One-Stack Iterative Postorder with lastVisited Tracking — Watch how the single stack pushes nodes going left, then checks the lastVisited pointer to determine if the right subtree is done before visiting a node.

Algorithm

  1. Initialize an empty stack, set current = root, and lastVisited = null.
  2. Loop while the stack is not empty OR current is not null:
    a. If current is not null:
    • Push current onto the stack.
    • Set current = current.left (go left).
      b. Else (current is null — reached a dead end):
    • Peek at the top of the stack (call it peekNode).
    • If peekNode.right is not null AND peekNode.rightlastVisited:
      • Set current = peekNode.right (go right — right subtree not done yet).
    • Else:
      • Pop peekNode from the stack.
      • Append peekNode.val to the result.
      • Set lastVisited = peekNode.
  3. Return the result list.

Code

class Solution {
public:
    vector<int> postorderTraversal(TreeNode* root) {
        vector<int> result;
        stack<TreeNode*> stk;
        TreeNode* current = root;
        TreeNode* lastVisited = nullptr;

        while (!stk.empty() || current != nullptr) {
            if (current != nullptr) {
                stk.push(current);
                current = current->left;
            } else {
                TreeNode* peekNode = stk.top();
                if (peekNode->right != nullptr && peekNode->right != lastVisited) {
                    current = peekNode->right;
                } else {
                    stk.pop();
                    result.push_back(peekNode->val);
                    lastVisited = peekNode;
                }
            }
        }

        return result;
    }
};
class Solution:
    def postorderTraversal(self, root: Optional[TreeNode]) -> List[int]:
        result = []
        stack = []
        current = root
        last_visited = None

        while stack or current:
            if current:
                stack.append(current)
                current = current.left
            else:
                peek_node = stack[-1]
                if peek_node.right and peek_node.right != last_visited:
                    current = peek_node.right
                else:
                    stack.pop()
                    result.append(peek_node.val)
                    last_visited = peek_node

        return result
class Solution {
    public List<Integer> postorderTraversal(TreeNode root) {
        List<Integer> result = new ArrayList<>();
        Deque<TreeNode> stack = new ArrayDeque<>();
        TreeNode current = root;
        TreeNode lastVisited = null;

        while (!stack.isEmpty() || current != null) {
            if (current != null) {
                stack.push(current);
                current = current.left;
            } else {
                TreeNode peekNode = stack.peek();
                if (peekNode.right != null && peekNode.right != lastVisited) {
                    current = peekNode.right;
                } else {
                    stack.pop();
                    result.add(peekNode.val);
                    lastVisited = peekNode;
                }
            }
        }

        return result;
    }
}

Complexity Analysis

Time Complexity: O(n)

Each node is pushed onto the stack exactly once and popped exactly once.

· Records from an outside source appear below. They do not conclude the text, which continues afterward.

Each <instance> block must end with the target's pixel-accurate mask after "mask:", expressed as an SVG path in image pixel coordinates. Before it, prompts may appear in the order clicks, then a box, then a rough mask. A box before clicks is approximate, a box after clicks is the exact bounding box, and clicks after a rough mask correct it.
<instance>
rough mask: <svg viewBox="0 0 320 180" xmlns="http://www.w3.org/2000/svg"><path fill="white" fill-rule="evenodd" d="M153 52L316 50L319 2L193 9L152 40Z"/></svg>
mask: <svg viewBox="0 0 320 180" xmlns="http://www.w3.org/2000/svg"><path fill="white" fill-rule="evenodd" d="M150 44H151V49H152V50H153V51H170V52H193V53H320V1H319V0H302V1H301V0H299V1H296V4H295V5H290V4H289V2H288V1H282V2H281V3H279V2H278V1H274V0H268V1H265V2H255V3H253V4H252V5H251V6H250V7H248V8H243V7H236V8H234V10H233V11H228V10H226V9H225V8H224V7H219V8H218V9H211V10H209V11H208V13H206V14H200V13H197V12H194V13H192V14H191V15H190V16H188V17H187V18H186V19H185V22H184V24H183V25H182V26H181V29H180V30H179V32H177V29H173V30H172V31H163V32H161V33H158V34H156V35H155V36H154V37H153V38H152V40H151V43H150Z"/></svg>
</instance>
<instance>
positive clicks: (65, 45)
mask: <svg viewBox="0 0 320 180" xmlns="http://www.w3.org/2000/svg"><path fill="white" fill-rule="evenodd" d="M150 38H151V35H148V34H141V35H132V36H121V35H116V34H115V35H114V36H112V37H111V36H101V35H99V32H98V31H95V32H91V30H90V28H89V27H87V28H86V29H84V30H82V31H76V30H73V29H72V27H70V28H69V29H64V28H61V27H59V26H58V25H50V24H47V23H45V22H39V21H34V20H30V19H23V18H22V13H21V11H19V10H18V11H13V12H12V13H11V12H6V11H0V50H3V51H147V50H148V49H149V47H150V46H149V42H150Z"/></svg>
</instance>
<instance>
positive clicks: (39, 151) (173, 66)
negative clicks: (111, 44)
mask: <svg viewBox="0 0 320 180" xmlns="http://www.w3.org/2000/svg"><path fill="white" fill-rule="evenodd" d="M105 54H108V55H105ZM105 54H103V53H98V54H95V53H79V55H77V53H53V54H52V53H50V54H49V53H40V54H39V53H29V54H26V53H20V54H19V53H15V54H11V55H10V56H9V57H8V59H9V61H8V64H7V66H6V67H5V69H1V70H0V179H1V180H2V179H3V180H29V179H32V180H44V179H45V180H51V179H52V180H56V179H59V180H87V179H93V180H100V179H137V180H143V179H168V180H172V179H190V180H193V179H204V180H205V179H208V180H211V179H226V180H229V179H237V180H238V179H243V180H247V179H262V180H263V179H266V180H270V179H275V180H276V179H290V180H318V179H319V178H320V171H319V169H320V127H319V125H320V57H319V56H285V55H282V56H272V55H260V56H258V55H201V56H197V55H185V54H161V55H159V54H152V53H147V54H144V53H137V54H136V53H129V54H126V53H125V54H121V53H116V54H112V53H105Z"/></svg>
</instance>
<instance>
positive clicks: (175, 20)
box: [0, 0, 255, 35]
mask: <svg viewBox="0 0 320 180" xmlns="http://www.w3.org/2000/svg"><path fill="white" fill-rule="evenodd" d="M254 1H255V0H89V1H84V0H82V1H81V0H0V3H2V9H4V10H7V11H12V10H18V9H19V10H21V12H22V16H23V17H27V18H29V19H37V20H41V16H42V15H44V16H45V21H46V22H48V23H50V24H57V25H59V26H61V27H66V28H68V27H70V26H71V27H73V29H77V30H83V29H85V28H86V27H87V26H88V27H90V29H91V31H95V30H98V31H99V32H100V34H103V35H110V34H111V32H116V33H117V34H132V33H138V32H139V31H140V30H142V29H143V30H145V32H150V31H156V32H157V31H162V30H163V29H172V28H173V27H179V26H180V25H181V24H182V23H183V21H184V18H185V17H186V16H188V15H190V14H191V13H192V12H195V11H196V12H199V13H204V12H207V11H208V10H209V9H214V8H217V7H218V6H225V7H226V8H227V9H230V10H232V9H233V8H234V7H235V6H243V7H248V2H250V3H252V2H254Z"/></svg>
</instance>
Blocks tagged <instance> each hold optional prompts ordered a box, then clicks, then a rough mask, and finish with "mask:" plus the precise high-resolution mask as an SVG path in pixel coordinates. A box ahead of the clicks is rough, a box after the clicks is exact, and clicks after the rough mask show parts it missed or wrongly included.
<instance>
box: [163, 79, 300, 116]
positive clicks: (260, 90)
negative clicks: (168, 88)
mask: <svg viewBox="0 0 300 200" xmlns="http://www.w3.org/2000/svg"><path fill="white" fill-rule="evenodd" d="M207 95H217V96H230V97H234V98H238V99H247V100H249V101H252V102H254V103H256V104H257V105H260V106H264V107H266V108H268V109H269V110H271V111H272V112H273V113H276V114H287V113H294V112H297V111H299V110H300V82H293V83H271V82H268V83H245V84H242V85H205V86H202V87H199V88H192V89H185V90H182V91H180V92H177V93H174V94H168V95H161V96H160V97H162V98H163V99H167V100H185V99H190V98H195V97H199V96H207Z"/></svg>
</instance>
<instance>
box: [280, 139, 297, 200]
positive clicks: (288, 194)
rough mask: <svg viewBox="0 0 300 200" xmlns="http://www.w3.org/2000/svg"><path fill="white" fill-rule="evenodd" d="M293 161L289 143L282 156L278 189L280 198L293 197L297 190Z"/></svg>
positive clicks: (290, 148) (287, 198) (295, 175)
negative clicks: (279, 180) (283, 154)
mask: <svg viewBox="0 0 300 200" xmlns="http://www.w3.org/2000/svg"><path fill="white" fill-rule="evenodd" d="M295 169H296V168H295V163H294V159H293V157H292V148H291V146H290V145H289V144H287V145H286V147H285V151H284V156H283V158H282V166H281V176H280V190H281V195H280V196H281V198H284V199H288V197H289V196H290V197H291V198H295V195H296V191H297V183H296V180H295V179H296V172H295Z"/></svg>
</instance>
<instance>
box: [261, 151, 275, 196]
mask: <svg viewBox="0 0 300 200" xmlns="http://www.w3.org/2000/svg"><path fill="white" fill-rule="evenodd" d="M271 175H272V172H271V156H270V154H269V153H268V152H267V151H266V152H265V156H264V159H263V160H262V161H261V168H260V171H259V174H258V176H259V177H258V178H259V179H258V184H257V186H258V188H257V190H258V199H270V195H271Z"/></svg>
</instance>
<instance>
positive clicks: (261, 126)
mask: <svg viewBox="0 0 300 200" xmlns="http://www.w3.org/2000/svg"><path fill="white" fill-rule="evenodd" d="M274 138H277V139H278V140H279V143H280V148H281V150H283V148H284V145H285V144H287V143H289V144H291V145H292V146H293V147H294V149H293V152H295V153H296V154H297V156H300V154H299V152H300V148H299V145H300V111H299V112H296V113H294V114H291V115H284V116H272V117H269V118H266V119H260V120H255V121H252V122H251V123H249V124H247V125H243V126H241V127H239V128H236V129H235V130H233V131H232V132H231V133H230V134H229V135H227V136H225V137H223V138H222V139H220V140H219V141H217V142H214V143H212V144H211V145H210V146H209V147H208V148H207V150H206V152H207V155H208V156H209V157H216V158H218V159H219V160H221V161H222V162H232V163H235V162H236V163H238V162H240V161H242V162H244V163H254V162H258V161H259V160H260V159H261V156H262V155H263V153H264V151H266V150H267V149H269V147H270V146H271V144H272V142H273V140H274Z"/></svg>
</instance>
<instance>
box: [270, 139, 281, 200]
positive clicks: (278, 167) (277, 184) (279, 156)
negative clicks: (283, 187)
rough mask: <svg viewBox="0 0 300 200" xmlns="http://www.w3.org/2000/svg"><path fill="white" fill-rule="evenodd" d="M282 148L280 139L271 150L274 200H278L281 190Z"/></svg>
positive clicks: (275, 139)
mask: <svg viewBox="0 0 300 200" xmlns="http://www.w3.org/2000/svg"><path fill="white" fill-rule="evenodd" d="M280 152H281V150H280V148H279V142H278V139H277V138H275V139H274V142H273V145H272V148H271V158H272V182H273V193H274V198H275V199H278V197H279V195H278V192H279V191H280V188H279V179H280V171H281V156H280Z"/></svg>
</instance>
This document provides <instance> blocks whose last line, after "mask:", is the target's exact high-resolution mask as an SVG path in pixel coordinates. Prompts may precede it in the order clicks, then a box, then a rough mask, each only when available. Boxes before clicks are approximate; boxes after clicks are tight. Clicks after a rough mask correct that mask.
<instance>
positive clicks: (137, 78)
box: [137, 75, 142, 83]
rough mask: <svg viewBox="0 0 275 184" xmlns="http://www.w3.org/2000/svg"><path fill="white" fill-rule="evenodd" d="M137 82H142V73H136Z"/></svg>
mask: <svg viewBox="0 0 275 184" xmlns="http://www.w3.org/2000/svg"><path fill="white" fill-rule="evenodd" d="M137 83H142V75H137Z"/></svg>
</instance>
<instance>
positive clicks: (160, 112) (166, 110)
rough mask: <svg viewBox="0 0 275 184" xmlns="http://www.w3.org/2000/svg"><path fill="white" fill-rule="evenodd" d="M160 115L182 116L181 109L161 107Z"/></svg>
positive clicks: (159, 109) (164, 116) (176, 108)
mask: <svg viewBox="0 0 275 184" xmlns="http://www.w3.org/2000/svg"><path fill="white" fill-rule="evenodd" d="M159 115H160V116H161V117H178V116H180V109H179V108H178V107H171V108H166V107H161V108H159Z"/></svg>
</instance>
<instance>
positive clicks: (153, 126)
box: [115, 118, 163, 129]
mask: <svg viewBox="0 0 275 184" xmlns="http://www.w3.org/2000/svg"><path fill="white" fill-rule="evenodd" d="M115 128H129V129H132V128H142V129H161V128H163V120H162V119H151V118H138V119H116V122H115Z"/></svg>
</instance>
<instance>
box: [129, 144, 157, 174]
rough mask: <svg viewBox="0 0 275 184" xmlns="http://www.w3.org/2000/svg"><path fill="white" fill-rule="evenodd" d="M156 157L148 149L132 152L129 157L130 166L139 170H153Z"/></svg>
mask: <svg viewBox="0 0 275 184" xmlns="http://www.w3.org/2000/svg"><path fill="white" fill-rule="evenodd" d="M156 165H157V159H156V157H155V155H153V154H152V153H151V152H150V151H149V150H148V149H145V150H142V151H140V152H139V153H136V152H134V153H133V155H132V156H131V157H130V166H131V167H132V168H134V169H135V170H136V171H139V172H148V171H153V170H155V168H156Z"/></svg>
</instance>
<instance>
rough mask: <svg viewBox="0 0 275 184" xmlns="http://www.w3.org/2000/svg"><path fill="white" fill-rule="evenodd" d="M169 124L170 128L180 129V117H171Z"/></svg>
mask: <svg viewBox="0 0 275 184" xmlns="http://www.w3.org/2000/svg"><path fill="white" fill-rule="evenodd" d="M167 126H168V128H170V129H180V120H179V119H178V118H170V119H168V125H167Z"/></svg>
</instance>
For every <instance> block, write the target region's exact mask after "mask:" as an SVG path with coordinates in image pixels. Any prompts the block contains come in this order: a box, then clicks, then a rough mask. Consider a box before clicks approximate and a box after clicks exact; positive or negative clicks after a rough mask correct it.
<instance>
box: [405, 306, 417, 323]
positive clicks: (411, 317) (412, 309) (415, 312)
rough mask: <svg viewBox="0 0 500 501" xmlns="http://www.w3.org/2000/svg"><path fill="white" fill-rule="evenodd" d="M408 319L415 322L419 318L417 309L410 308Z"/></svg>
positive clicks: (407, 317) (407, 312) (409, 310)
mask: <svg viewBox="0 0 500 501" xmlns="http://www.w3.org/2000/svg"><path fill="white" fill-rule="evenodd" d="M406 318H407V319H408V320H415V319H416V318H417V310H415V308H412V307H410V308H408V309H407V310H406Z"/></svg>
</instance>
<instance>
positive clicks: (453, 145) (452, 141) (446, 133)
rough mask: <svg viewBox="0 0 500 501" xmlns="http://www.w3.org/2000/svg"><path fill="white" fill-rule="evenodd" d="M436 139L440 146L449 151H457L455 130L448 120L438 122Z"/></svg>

The peek operation at each iteration is O(1). While some nodes may be peeked at twice (once before going right, once after), the total number of operations is still proportional to n. Hence O(n) overall.

Space Complexity: O(h), where h is the height of the tree

The stack holds at most the nodes along a single root-to-leaf path at any given time. For a balanced tree, h = log n, so space is O(log n). For a skewed tree, h = n, so worst case is O(n). This matches the space efficiency of the recursive solution but avoids system call stack limitations.